Evidence of this was seen three weeks ago when the Financial Times ran a front page story about how the Independent Television Commission was opposed to BSkyB being allowed to buy Manchester United. The purchase of the Reds is nothing to do with the ITC, but is evidence of how it is trying to prove itself as a financial regulator. The story almost certainly emerged from a series of lunches, held by one of the ITC's most senior staff, with journalists to put their case for its competence as an economic regulator. The Government has published a Green Paper asking for views on the future of telecoms and television regulation. With the development of interactive services, cable television companies that are phone companies and Internet access through the TV screen, it seems increasingly strange to have separate regulators for what is increasingly the same business. But this is not how the ITC sees it and the ITC is scared of being squeezed out by Oftel - hence its ham-fisted intervention in the United deal. It wants to prove it can work with the other regulators and has already flexed its economic muscles. It ordered the cable companies to unbundle some programme packages to stop viewers having to subscribe to large packages of channels. "That gave the ITC balls, especially when they were sued by Flextech and the Sci-Fi Channel, but won," says one senior media analyst.

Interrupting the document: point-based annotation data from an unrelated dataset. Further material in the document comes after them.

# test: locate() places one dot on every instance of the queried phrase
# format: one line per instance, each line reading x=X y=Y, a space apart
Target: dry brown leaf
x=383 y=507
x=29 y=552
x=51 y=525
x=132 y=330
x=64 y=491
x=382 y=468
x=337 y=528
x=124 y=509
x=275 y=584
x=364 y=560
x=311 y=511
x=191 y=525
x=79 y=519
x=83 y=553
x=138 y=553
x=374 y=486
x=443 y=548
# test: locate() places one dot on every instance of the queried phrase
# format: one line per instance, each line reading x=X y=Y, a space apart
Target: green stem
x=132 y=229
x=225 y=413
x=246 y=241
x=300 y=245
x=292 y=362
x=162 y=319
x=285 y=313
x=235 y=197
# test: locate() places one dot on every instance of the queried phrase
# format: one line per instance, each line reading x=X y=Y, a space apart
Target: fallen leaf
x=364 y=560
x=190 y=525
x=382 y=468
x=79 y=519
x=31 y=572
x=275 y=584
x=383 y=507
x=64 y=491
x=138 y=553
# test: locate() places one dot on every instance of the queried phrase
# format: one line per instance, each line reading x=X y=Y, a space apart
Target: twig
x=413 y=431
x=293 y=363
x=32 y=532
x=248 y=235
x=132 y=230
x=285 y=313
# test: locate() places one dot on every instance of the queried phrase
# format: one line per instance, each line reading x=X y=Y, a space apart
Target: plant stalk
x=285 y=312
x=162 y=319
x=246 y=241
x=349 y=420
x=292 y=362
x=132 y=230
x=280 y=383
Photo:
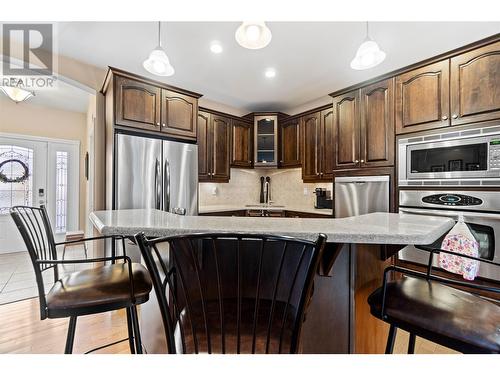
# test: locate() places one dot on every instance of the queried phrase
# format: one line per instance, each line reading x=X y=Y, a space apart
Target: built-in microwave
x=460 y=158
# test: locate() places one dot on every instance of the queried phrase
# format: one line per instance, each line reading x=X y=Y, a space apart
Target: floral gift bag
x=460 y=240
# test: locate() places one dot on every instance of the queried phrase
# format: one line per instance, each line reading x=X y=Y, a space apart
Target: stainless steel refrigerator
x=360 y=195
x=155 y=173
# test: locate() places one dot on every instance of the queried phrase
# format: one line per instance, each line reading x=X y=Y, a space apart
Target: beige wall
x=39 y=121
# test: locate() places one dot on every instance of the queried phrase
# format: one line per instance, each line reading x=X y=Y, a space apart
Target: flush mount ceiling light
x=17 y=94
x=216 y=47
x=158 y=63
x=270 y=73
x=253 y=35
x=368 y=55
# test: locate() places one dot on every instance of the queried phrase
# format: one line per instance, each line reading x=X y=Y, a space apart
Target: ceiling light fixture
x=368 y=55
x=158 y=63
x=216 y=47
x=253 y=35
x=17 y=94
x=270 y=73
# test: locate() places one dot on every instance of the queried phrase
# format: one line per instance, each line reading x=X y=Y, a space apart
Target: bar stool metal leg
x=411 y=344
x=390 y=340
x=71 y=335
x=137 y=334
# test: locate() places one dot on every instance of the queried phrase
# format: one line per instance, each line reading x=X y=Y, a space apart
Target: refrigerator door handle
x=157 y=185
x=166 y=183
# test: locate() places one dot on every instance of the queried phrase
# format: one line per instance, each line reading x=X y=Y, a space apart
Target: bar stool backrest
x=34 y=226
x=232 y=293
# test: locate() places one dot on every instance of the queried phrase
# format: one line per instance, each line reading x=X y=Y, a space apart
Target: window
x=61 y=190
x=17 y=165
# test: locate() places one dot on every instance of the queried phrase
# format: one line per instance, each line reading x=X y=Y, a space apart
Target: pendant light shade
x=158 y=62
x=17 y=94
x=368 y=55
x=253 y=35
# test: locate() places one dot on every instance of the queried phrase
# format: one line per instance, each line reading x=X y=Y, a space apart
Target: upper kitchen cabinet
x=178 y=114
x=346 y=130
x=139 y=103
x=214 y=146
x=317 y=146
x=377 y=124
x=475 y=85
x=289 y=143
x=422 y=98
x=265 y=140
x=242 y=141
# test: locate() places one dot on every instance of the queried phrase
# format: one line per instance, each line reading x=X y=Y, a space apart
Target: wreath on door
x=21 y=178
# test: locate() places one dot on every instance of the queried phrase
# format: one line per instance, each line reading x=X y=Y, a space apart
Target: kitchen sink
x=263 y=206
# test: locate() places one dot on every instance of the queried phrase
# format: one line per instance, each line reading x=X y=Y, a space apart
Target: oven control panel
x=452 y=200
x=495 y=153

Since then, the ITC has submitted its response to the Green Ppaper outlining a case for the status quo, with the ITC, Oftel and the OFT working together when they need to - as they did when BSkyB was kicked out of the bid for the digital terrestrial multiplex.

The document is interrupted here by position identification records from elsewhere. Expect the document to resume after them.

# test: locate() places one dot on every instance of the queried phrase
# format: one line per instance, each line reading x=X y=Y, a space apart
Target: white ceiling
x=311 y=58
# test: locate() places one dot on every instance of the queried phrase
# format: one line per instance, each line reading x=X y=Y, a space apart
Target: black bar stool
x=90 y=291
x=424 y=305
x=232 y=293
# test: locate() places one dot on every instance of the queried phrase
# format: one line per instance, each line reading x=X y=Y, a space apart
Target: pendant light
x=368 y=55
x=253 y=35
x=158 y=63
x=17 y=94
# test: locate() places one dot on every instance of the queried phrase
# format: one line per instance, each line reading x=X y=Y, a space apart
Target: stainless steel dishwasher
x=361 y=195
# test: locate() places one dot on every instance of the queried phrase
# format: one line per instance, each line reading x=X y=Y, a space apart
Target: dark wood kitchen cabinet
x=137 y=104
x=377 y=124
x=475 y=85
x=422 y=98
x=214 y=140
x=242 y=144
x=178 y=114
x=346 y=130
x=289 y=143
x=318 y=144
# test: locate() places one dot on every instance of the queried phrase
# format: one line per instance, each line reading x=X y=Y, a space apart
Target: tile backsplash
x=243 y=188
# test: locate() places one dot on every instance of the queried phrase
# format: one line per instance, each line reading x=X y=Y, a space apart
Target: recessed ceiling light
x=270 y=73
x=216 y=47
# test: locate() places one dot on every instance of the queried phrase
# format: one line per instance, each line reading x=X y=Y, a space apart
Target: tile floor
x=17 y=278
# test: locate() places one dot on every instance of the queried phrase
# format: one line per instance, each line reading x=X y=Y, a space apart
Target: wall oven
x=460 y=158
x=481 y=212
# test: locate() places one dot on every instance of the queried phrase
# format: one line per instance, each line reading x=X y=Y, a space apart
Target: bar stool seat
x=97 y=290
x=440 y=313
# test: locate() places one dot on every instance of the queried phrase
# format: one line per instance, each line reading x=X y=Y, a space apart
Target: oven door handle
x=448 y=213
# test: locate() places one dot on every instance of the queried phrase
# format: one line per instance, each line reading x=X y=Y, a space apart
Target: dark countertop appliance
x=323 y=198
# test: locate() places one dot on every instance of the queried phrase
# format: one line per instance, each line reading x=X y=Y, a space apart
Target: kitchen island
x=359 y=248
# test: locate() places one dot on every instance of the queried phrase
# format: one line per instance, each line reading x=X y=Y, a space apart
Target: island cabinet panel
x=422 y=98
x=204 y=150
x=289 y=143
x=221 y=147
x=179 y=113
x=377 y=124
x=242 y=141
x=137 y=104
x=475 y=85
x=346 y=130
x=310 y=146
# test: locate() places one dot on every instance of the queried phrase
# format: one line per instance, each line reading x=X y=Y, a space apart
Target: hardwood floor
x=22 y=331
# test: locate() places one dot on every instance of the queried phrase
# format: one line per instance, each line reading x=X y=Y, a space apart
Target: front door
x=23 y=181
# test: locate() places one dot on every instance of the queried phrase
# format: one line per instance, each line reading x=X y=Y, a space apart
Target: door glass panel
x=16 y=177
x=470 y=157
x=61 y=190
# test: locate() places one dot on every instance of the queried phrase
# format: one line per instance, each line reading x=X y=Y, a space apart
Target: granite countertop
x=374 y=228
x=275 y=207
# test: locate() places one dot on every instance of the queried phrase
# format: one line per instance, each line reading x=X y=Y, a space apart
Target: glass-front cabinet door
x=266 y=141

The ITC believes the cultural and political importance of television means it cannot be regulated in the same way as people sending computer data down a phone line is. The whole affair is as dry as dust to the outside observer - it is a battle of the acronyms - but given that the words television, monopoly and regulation inevitably seem to appear in the same sentence as Rupert Murdoch and BSkyB, the outcome of this boring battle could be very interesting indeed.